Results: Dissection of the ascending aorta occurred in 32 patients (late acute in 22 and late chronic in 10) who underwent previous cardiac surgery (aortic valve replacement in 12, mitral valve replacement in two, aortic valve replacement + coronary artery bypass grafting in two, coronary artery bypass grafting in 10, mitral valve replacement + coronary artery bypass grafting in four, and dual valve replacement in two patients). The mean time between the first operation and dissection was 4.0±1.5 years. Dissections were treated with the Bentall procedures (n=8), ascending aorta replacement (n=14), ascending aorta replacement + hemiarch replacement (n=4), ascending aorta + aortic valve replacement (n=4) and Bentall + arch replacement (n=2). In-hospital mortality (30-day mortality) was seen in five patients, and oneyear mortality rate was 21.85% (n=7).

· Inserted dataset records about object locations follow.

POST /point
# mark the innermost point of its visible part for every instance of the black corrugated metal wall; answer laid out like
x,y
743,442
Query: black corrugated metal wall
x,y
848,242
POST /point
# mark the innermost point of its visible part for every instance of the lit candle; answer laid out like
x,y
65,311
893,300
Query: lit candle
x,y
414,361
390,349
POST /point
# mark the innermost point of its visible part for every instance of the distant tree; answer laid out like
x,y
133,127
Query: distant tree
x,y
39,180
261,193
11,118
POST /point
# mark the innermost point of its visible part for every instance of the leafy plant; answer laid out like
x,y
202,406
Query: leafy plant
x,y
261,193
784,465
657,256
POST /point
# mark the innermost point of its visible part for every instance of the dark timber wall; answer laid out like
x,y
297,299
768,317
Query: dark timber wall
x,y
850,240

The survival rates of the all patients for primary cardiac surgery vs primary cardiac surgery + coronary artery bypass grafting were 81.25% vs 75% at one year, 75% vs 68.75% at three years,75% vs 56.25% at five years, 68.75% vs 56.25% at seven years, and 68.75% vs 56.25% at 10 years, respectively (p=0.71, CI: 95%).

Conclusion: Type-A aortic dissections may develop after cardiac operations with or without coronary artery bypass grafting at any time, and irrespective of associated histologies, they may result in high overall in-hospital mortality. With careful planning by prompt intervention, the outcomes in redo sternotomy operations with or without coronary artery bypass grafting for aortic dissections would be consistent the results of spontaneous aortic dissections.

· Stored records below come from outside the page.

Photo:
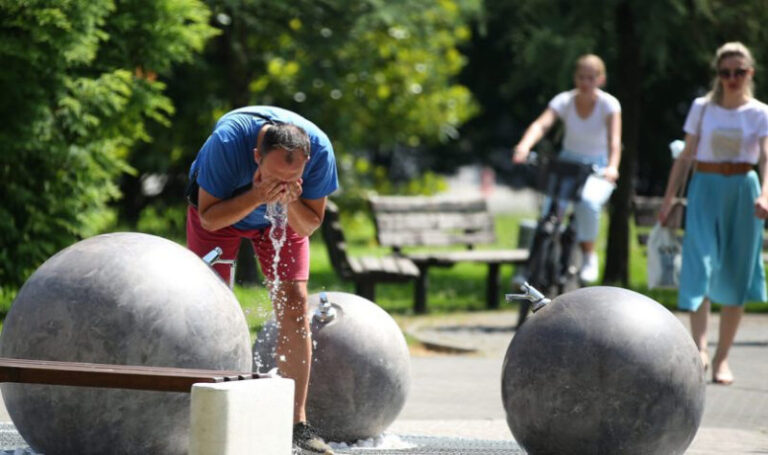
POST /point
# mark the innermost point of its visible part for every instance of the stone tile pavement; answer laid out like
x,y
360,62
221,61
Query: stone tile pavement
x,y
458,393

Acute type A aortic dissections (AADs) are lifethreatening conditions with an overall in-hospital mortality of 15 to 32%.[1,2] This type of dissections may complicate routine cardiac surgery at any time, suddenly converting a low-risk procedure into a highrisk condition with an excessive rate of operative mortality.[3-6] Previous studies demonstrate AADs may occur in 0.6% of patients with previous aortic valve replacement (AVR) surgery.[7-9] Current guidelines do not provide additional information on the characteristic features and management requirements in this patient population.[3,7-9] Several potential sites of iatrogenic trauma during primary cardiac surgery (PCS) have been suggested as the origin for later aortic dissections.[6,10,11]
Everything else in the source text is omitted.